2x2 table of observed data:


call,0.0,1.0,All
race,Unnamed: 1_level_1,Unnamed: 2_level_1,Unnamed: 3_level_1
b,2278,157,2435
w,2200,235,2435
All,4478,392,4870



2x2 table of expected data (under Ho):


Unnamed: 0,0.0,1.0,All
b,2239,196,2435
w,2239,196,2435
All,4478,392,4870



2x2 table of standardized residuals With 95% confidence, the absolute value should be < 2 if Ho holds in that cell. +/- indicate over/under representation in a cell:


Unnamed: 0,0.0,1.0,All
b,4.108412,-4.108412,0.0
w,-4.108412,4.108412,0.0
All,0.0,0.0,0.0



p-value for chi-squared test of independence (1 df): 0.0020403793672093755


__A3.__ Because I used the chi-squared test of independence, there is no margin of error, nor confidence interval (we're not computing a mean statistic here).
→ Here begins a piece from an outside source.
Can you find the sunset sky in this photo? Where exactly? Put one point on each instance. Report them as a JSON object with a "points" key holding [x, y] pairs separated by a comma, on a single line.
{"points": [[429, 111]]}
Instead, I have computed a table of standardized residuals, which show if a cell is over/under represented in the observed data, as compared to what you would expect if the variables were independent.

---

__Q4.__ Write a story describing the statistical significance in the context or the original problem.  
__A4.__ What's in a name? Researchers responded to resumes using "black-sounding" and "white-sounding" names to see how callback response rates differed. According to data from their 4,870-resume study, the callback rates _do_ indeed differ between black- and white-sounding names. White-sounding names received significantly more callbacks and black-sounding names received significantly less than what you would expect if names and the chance of getting called back were unrelated.

---

__Q5.__ Does your analysis mean that race/name is the most important factor in callback success? Why or why not? If not, how would you amend your analysis?  
__A5.__ No, the test for independence does not indicate that race/name is the most important factor in callback success because we only looked at two columns and saw that they are dependent on each other. To identify the "most important factor" in this dataset related to callback success, we would need to run a logistic regression and do backward variable selection to find the column that most significantly affects callback success. Even then, we would only have this dataset to work with, so we would need to make generalizations carefully with that information.